LISTA DE FILMES DO ANO, O FILME QUE FALTAVA: Está encerrada a votação para a eleição do filme que ocupará o 10º lugar da minha lista de melhores do ano. A contagem dos votos forneceu o seguinte resultado. Vencedor: Defensor de Moura. Em segundo lugar, e 1º na categoria de filmes, ficou "La Danse", de Frederick Wiseman, com escassíssimos 2 votos de vantagem sobre "Todos os Outros". A realizadora deste filme, Maren Ade, já veio a público atribuir as responsabilidades pela derrota às empresas de sondagens. Obrigado a todos os que participaram.

domingo, janeiro 02, 2011

LEGITIMIDADE REVOLUCIONÁRIA: Na sua autobiografia ("Under My Skin"), Doris Lessing oferece alguns exemplos de argumentos que eram por vezez usados, nos meios comunistas, para justificar a admiração e a legitimidade de autores desinseridos do cânone revolucionário:
  • D.H. Lawrence? Filho de um mineiro. (Logo, proletário.)
  • T.S. Eliot? Descrevia a decadência da burguesia, não era?
  • Yeats? Irlandês, logo membro de um povo oprimido.
  • Virginia Woolf? Mulher.
  • Orwell? «At that time [meados dos anos 40] he was being insulted by the Party, because he had told the truth about Spain. The trouble was some of us admired him. How did we get around this? I forget.»
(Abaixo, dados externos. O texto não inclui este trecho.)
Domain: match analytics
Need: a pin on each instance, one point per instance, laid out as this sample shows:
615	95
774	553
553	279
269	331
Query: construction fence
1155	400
MAIS PÉROLAS DA "PARIS REVIEW": STEPHEN KING: When I read Tess of the d'Urbervilles, I said to myself two things. Number one, if she didn't wake up when that guy fucked her, she must have really been asleep. And number two, a woman couldn't catch a break at that time. That was my introduction to women's lit. I loved that book, so I read a whole bunch of Hardy. But when I read Jude the Obscure, that was the end of my Hardy phase. I thought, This is fucking ridiculous. Nobody's life is this bad. Give me a break, you know? James Wood, Harold Bloom, pensem seriamente em pendurar as chuteiras: têm aqui um rival à altura.